In buona evidenza anche il segmento dei grattugiati, con incrementi superiori al 6% anno su anno sia a volume che in valuta, mentre tirano vistosamente il freno le esportazioni di Fiore Sardo e Pecorino Romano, con perdite di quasi il 20% nei flussi quantitativi e di oltre l’8% nei corrispettivi monetari.

 

Anche gli erborinati, ad eccezione del Gorgonzola, segnano quest’anno una battuta d’arresto, mentre la Dop del comparto, con un 3% in più di volumi spediti oltre confine, archivia un semestre ancora positivo, realizzando poco meno di 68 milioni di euro di fatturato (+1,1% sul gennaio-giugno 2019).

 

Il primo semestre 2020 – spiega ancora Assolatte – conferma anche la frattura tra l’area Ue e il gruppo dei Paesi terzi, con il club dei Ventisette che si rivela “ancora una volta di vitale importanza” per l’export di formaggi e latticini tricolore.
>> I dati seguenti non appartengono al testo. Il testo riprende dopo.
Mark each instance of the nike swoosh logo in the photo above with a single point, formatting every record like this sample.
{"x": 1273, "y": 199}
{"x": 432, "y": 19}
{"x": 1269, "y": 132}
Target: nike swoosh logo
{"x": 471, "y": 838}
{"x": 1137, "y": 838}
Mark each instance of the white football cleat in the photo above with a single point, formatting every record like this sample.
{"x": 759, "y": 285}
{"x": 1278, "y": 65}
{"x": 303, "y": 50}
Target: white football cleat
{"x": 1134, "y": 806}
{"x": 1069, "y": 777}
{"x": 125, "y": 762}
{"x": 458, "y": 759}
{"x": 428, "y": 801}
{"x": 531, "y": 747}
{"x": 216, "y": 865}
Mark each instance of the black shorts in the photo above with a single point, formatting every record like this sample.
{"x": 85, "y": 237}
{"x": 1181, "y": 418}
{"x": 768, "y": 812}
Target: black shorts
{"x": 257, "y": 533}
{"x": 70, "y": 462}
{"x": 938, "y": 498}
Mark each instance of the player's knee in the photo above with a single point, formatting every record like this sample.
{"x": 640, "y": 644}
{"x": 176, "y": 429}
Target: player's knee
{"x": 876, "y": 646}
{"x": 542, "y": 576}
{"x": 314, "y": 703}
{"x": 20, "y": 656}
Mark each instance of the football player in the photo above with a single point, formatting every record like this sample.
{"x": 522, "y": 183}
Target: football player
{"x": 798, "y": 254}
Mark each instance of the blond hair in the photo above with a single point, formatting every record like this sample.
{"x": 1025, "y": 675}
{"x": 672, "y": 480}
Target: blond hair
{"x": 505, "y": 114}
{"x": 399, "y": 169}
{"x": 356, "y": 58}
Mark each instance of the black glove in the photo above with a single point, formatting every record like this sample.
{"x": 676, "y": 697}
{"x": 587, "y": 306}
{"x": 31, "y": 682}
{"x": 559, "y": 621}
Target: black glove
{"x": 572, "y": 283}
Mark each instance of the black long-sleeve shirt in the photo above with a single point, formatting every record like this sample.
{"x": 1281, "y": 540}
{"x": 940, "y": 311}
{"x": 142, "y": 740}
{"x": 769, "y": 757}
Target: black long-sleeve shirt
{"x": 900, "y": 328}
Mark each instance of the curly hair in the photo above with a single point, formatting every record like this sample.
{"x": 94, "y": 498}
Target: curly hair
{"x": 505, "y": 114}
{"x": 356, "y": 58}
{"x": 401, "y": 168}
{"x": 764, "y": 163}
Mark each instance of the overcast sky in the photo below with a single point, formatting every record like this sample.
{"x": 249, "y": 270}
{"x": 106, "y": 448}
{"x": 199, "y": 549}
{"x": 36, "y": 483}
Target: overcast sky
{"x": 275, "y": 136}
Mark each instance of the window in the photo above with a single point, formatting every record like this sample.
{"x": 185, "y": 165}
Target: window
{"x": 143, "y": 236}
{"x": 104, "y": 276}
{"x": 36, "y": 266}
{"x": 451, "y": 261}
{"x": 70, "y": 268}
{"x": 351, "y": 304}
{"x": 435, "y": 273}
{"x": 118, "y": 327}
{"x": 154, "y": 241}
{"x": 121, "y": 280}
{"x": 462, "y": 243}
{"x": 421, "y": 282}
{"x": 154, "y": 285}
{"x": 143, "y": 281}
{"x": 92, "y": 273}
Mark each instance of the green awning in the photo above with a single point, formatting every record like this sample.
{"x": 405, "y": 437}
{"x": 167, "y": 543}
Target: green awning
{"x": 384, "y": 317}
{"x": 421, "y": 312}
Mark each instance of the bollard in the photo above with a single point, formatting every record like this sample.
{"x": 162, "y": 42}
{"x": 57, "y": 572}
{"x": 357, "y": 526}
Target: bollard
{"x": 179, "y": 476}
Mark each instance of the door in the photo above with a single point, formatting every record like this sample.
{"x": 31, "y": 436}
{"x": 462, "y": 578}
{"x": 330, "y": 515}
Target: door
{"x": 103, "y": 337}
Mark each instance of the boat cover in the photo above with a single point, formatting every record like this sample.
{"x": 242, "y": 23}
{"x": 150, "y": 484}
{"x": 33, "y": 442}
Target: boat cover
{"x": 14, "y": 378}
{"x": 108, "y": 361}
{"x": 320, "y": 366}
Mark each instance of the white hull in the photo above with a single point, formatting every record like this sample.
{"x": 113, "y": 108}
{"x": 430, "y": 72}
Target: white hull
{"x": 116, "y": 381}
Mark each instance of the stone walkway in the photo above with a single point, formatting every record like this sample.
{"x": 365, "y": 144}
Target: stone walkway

A tirare la volata sono state soprattutto le vendite nei Paesi Bassi (+13,5% in termini quantitativi), oltre che in Belgio (+12,5%), Francia (+10,6%) e Germania (+5%). Segno meno invece sul mercato spagnolo, dove la crisi ha ridotto del 10,8% gli ordinativi.

 

Fuori dall’area comune, il risultato peggiore si registra in Usa, con il 23% in meno di spedizioni fisiche se rapportate ai primi sei mesi dell’anno scorso. In frenata anche le vendite in Giappone (-7,7%), mentre Canada e Corea del Sud si confermano le destinazioni extra-Ue più dinamiche, con incrementi a doppia cifra, rispettivamente del 46% e del 18%.